Créé en 2001, le Collège de la Cité des
sciences et de l’industrie organise, tout au long de l’année, des cycles de
conférences et de débats où plus de 200 chercheurs viennent à la rencontre du
public. L’ambition est de permettre à chacun d’acquérir des connaissances
fondamentales, de s’informer des développements les plus récents, de se former
une opinion éclairée. Pour que la science devienne une composante de la
culture.
Sida, polio, SRAS, fièvre jaune... Nous sommes habitués à l'idée que les virus sont des agents pathogènes. En réalité, ceux-ci ne constituent qu'une petite minorité dans le monde viral, la face émergée d'un iceberg bien plus impressionnant. En effet tous les virus ne sont pas forcément dangereux.
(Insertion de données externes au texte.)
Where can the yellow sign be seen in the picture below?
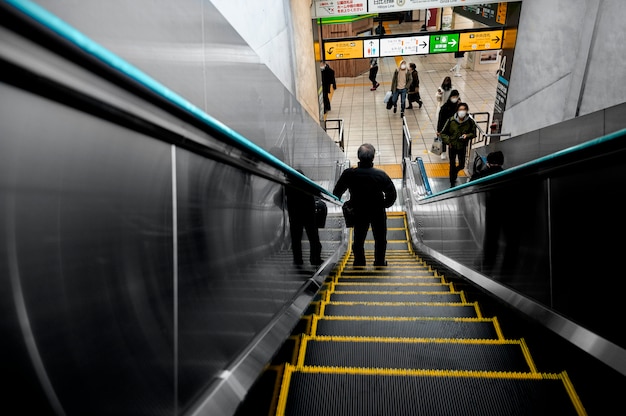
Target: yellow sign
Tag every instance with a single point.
(501, 15)
(343, 50)
(480, 41)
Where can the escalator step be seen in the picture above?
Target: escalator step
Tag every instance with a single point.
(409, 328)
(395, 297)
(401, 310)
(386, 279)
(426, 355)
(319, 393)
(398, 287)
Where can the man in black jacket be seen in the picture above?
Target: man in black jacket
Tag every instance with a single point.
(371, 192)
(301, 209)
(328, 80)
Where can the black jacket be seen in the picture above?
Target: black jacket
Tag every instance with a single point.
(370, 189)
(446, 111)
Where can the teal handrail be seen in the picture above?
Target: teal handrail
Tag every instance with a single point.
(84, 43)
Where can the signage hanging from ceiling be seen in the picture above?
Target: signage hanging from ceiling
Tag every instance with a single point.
(326, 8)
(414, 44)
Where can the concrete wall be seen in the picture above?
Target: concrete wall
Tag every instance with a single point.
(569, 61)
(280, 33)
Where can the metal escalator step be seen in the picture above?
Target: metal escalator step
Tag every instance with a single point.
(395, 297)
(408, 328)
(401, 310)
(386, 272)
(463, 355)
(390, 280)
(312, 392)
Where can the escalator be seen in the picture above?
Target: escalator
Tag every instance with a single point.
(400, 340)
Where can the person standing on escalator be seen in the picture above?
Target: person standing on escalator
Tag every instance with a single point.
(371, 192)
(301, 210)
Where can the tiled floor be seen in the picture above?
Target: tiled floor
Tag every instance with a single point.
(366, 119)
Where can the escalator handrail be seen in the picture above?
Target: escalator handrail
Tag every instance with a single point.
(219, 130)
(541, 163)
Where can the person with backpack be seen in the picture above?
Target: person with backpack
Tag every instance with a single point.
(456, 134)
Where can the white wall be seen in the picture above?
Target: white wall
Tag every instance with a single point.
(569, 60)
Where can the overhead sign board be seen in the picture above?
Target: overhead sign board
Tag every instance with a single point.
(409, 45)
(371, 48)
(444, 43)
(326, 8)
(480, 41)
(343, 50)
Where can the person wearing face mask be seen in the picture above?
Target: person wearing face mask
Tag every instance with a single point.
(328, 79)
(446, 111)
(399, 83)
(456, 133)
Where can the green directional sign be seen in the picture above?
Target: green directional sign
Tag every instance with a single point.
(444, 43)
Par exemple, ils ont joué un rôle capital dans l'évolution des espèces en fournissant aux patrimoines génétiques des gènes en quantité. Demain, ils pourraient être utilisés dans la lutte contre les bactéries ou le cancer. Si les virus sont de véritables poisons, au sens étymologique du terme, de nombreuses recherches récentes nous révèlent une face cachée, plus positive et surprenante, de ce monde à la frontière du vivant.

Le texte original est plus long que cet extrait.